After the death of those two usurpers the commonwealth seemed to recover, and held up its head for a little time, but it was all the while in a deep consumption, which is a flattering disease. Pompey, Crassus, and Caesar had found the sweets of arbitrary power, and each being a check to the other's growth, struck up a false friendship amongst themselves and divided the government betwixt them, which none of them was able to assume alone. These were the public-spirited men of their age--that is, patriots for their own interest. The commonwealth looked with a florid countenance in their management; spread in bulk, and all the while was wasting in the vitals. Not to trouble your lordship with the repetition of what you know, after the death of Crassus Pompey found himself outwitted by Caesar, broke with him, overpowered him in the senate, and caused many unjust decrees to pass against him. Caesar thus injured, and unable to resist the faction of the nobles which was now uppermost (for he was a Marian), had recourse to arms, and his cause was just against Pompey, but not against his country, whose constitution ought to have been sacred to him, and never to have been violated on the account of any private wrong. But he prevailed, and Heaven declaring for him, he became a providential monarch under the title of Perpetual Dictator. He being murdered by his own son (whom I neither dare commend nor can justly blame, though Dante in his "Inferno" has put him and Cassius, and Judas Iscariot betwixt them, into the great devil's mouth), the commonwealth popped up its head for the third time under Brutus and Cassius, and then sank for ever.

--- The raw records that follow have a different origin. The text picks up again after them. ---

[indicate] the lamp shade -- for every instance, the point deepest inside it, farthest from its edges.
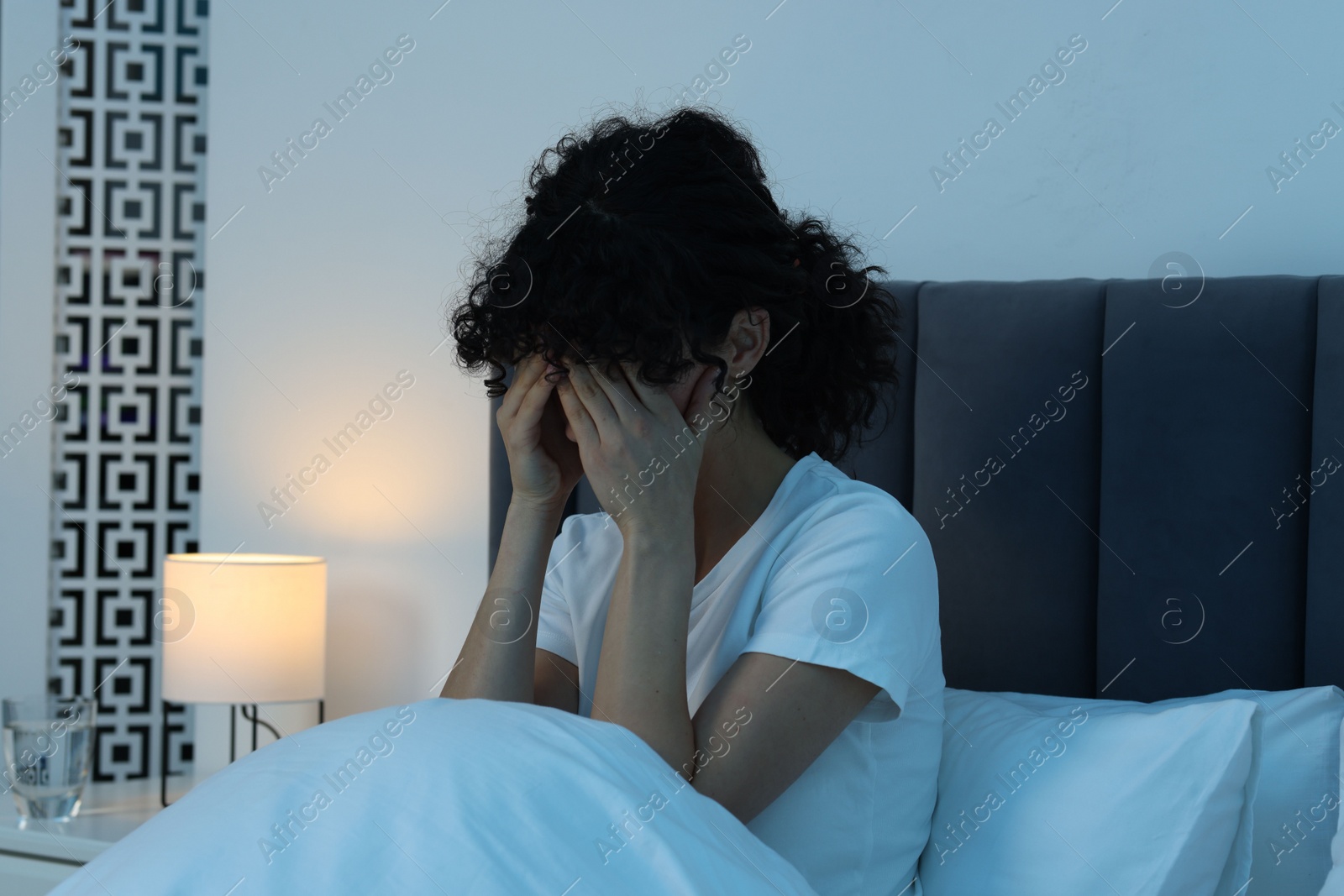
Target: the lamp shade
(245, 627)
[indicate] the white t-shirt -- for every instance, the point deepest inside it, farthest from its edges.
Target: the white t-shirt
(835, 573)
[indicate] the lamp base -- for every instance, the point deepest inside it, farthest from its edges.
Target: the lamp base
(255, 718)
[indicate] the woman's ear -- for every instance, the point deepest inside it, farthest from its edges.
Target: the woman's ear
(748, 340)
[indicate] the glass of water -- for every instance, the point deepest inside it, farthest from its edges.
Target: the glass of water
(47, 750)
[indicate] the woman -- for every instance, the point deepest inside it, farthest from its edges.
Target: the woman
(765, 624)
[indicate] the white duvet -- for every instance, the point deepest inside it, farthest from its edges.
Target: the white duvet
(444, 797)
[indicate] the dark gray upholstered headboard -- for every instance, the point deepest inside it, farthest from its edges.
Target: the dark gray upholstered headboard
(1173, 528)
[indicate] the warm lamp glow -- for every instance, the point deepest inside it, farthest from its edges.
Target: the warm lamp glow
(249, 627)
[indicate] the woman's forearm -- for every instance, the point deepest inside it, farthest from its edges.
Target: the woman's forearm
(499, 656)
(642, 668)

Thus the Roman people were grossly gulled twice or thrice over, and as often enslaved, in one century, and under the same pretence of reformation. At last the two battles of Philippi gave the decisive stroke against liberty, and not long after the commonwealth was turned into a monarchy by the conduct and good fortune of Augustus.

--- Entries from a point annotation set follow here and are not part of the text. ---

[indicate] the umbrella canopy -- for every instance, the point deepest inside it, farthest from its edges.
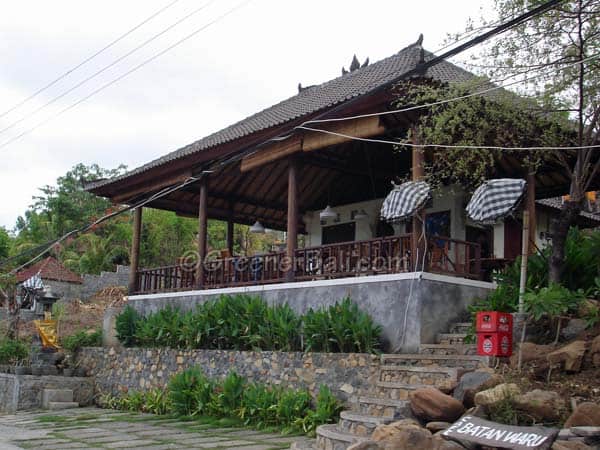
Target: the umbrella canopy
(495, 199)
(405, 200)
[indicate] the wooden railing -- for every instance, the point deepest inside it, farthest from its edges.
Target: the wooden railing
(375, 256)
(453, 257)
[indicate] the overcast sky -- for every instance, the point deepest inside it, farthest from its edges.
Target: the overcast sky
(245, 62)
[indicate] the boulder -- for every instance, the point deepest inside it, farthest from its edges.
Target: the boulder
(595, 351)
(365, 445)
(530, 352)
(541, 405)
(434, 427)
(570, 356)
(430, 404)
(497, 394)
(585, 415)
(570, 445)
(473, 382)
(383, 432)
(573, 329)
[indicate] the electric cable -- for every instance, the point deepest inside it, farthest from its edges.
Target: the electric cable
(88, 59)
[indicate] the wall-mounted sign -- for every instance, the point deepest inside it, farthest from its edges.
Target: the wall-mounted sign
(492, 434)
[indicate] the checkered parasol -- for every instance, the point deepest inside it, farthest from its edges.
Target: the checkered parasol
(495, 199)
(405, 200)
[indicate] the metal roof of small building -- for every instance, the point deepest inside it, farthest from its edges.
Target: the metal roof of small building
(313, 99)
(49, 269)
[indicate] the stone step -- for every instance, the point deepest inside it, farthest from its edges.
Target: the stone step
(447, 349)
(430, 375)
(462, 361)
(451, 338)
(461, 327)
(360, 424)
(384, 407)
(396, 391)
(330, 438)
(62, 405)
(56, 395)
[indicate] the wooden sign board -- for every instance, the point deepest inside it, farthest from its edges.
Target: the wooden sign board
(492, 434)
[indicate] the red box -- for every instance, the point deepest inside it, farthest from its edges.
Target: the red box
(494, 344)
(493, 322)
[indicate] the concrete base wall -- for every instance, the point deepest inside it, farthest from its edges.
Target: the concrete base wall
(411, 307)
(21, 392)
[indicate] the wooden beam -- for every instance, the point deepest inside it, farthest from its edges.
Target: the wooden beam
(531, 208)
(292, 223)
(151, 186)
(362, 128)
(202, 232)
(313, 140)
(271, 152)
(134, 258)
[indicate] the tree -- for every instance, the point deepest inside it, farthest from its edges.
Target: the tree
(561, 48)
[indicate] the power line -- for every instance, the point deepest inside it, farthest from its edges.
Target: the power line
(105, 68)
(450, 100)
(129, 72)
(89, 58)
(469, 147)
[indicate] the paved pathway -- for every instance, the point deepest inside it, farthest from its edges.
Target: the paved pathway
(92, 428)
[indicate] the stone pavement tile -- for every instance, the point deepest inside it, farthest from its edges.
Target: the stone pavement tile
(223, 444)
(200, 440)
(135, 443)
(256, 447)
(110, 438)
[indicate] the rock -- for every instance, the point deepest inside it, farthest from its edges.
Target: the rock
(365, 445)
(434, 427)
(571, 355)
(573, 329)
(430, 404)
(541, 405)
(586, 431)
(383, 432)
(409, 438)
(497, 394)
(530, 352)
(473, 382)
(595, 351)
(587, 414)
(570, 445)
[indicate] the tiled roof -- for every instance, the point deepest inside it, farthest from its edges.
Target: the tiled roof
(313, 99)
(50, 269)
(556, 203)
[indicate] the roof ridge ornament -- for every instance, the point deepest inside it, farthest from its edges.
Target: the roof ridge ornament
(355, 65)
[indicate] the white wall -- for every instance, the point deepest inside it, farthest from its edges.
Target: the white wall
(447, 198)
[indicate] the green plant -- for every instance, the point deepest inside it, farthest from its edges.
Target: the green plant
(126, 326)
(82, 338)
(553, 301)
(12, 351)
(183, 389)
(327, 411)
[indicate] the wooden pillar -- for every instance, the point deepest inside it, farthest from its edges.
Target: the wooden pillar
(230, 237)
(417, 246)
(292, 220)
(202, 232)
(134, 257)
(531, 210)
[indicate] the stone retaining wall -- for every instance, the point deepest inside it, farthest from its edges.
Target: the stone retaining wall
(19, 392)
(348, 375)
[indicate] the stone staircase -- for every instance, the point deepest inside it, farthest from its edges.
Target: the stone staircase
(438, 365)
(54, 399)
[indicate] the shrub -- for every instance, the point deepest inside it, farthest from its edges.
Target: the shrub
(13, 351)
(342, 327)
(82, 338)
(126, 326)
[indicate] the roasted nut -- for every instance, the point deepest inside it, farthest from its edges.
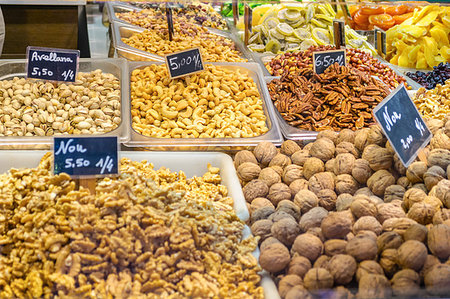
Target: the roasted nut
(406, 283)
(388, 261)
(298, 185)
(336, 225)
(280, 160)
(367, 223)
(299, 265)
(374, 286)
(291, 173)
(313, 218)
(416, 171)
(345, 183)
(287, 283)
(368, 267)
(344, 164)
(321, 181)
(323, 149)
(342, 267)
(260, 202)
(279, 192)
(437, 280)
(312, 166)
(343, 202)
(299, 157)
(244, 156)
(327, 199)
(308, 245)
(264, 152)
(412, 254)
(274, 258)
(394, 192)
(269, 176)
(254, 189)
(160, 110)
(361, 171)
(362, 248)
(289, 147)
(439, 241)
(379, 181)
(378, 157)
(248, 171)
(318, 279)
(262, 228)
(334, 247)
(389, 240)
(285, 230)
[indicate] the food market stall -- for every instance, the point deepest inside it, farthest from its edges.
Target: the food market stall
(248, 159)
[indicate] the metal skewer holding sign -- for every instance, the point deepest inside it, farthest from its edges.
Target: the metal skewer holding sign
(169, 20)
(380, 42)
(248, 13)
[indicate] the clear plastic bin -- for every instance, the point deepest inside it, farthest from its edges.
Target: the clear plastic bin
(118, 67)
(215, 144)
(122, 30)
(118, 7)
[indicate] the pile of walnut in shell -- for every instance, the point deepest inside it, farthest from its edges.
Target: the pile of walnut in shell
(343, 213)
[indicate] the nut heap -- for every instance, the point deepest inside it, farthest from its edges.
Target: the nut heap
(215, 103)
(90, 105)
(289, 63)
(341, 97)
(145, 234)
(434, 103)
(199, 13)
(214, 48)
(343, 212)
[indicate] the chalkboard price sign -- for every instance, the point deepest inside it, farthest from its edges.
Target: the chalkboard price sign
(184, 63)
(52, 64)
(403, 125)
(86, 156)
(323, 59)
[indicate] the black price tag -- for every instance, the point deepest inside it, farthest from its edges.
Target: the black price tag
(86, 156)
(184, 63)
(339, 33)
(403, 125)
(323, 59)
(52, 64)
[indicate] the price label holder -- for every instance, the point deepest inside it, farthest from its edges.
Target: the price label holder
(403, 125)
(184, 63)
(52, 64)
(323, 59)
(235, 7)
(339, 33)
(169, 20)
(248, 13)
(380, 42)
(86, 158)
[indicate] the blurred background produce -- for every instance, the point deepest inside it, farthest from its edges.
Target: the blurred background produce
(296, 26)
(422, 41)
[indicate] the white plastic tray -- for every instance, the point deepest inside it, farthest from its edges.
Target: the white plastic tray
(191, 163)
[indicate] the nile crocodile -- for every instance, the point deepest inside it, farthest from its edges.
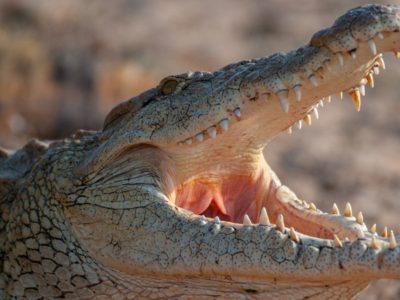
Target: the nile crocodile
(174, 199)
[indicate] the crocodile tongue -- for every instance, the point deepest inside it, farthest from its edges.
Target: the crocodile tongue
(241, 198)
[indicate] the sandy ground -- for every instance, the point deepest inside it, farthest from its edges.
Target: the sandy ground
(64, 64)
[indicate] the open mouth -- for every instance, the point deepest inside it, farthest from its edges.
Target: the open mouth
(261, 199)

It is true that the despotic power could not have fallen into better hands than those of the first and second Caesar. Your lordship well knows what obligations Virgil had to the latter of them. He saw, beside, that the commonwealth was lost without resource; the heads of it destroyed; the senate, new moulded, grown degenerate, and either bought off or thrusting their own necks into the yoke out of fear of being forced. Yet I may safely affirm for our great author (as men of good sense are generally honest) that he was still of republican principles in heart.
"Secretosque pios; his dantem jura Catonem."